Assessment of response
Radiologic assessment was performed with a contrast enhanced thorax-abdomen pelvis CT scan or MRI at baseline, within 30 d before chemotherapy began, and every 3 mo thereafter, during treatment. Radiologic response and disease progression were defined according to RECIST 1.0 criteria. Disease response was defined as a decrease of at least 30% in the sum of the longest diameter of target lesions, as compared to the baseline.

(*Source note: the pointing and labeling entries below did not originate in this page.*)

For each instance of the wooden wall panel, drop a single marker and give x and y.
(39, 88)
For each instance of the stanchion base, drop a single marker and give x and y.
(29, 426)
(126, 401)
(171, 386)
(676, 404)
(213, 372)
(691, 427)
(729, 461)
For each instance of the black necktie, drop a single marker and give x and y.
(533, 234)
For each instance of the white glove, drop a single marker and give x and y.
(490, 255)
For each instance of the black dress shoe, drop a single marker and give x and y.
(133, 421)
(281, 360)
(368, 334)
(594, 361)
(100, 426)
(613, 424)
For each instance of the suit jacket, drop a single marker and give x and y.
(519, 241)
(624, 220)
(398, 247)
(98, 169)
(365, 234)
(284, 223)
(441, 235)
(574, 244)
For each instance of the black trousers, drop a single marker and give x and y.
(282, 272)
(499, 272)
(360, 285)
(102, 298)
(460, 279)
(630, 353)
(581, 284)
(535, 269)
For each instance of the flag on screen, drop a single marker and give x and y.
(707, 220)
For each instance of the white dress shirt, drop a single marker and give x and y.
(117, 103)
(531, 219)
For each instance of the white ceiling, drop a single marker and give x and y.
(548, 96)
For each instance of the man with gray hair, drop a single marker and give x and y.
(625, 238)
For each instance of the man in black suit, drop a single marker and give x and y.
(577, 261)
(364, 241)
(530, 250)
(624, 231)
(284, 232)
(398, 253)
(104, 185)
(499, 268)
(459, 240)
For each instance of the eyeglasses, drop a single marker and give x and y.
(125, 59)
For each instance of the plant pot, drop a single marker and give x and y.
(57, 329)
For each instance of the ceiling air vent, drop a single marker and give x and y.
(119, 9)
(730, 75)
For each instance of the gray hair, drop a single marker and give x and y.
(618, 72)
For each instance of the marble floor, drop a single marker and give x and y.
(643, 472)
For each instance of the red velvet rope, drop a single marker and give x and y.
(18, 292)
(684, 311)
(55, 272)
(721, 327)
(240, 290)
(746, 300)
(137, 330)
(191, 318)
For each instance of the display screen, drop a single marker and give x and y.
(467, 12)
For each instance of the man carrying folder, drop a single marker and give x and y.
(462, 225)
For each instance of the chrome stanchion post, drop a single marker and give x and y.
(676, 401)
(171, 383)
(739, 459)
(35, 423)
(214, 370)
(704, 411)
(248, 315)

Early changes in immune cells, after 1 mo of therapy, were correlated with the best radiologic response in accordance with RECIST criteria.
Collection of PBMC
PBMCs were isolated by Ficoll (MP Biomedicals, Santa Ana, CA) density gradient separation, washed twice and cryopreserved in 90% heat-inactivated human AB serum and 10% DMSO in liquid nitrogen at a concentration of 1 × 107 cells/mL until assayed.
Flow cytometry analysis
Cryopreserved PBMCs were analyzed by four-color flow cytometry for phenotypic characterization of Tregs as described by Vergati et al.22 Cells were resuspended in staining buffer (PBS containing 3% fetal bovine serum) and stained for 30 min at 4°C with FITC-conjugated anti-CD4+ (BD PharMingen, San Jose, CA), phycoerythrin-conjugated anti-CD25 (BD) and PerCP Cy5.5-conjugated anti-CD127 (eBioscience, San Diego, CA). FoxP3 intracellular staining was done on the cells stained with anti-CD4+, anti-CD25 and anti-CD127. Cells were fixed and permeabilized using a fix/perm buffer (eBioscience) according to the manufacturer's instructions, then labeled with Allophycocyanin-conjugated anti-FoxP3 (eBioscience) or its isotype control as a negative control. Flow cytometry was performed on a FACSCalibur (BD Biosciences): 5 × 104 events were acquired and data were analyzed using CellQuest software (BD Biosciences). To determine the percentage of Tregs, lymphocytes were gated by plotting forward vs. side scatter. The CD4+ population was gated first, followed by the CD25+CD127neg population and finally the FoxP3+ population was gated into the CD4+/CD25+/CD127neg population. Tregs are thus defined as the CD4+/CD25+/CD127neg/ FoxP3+ population.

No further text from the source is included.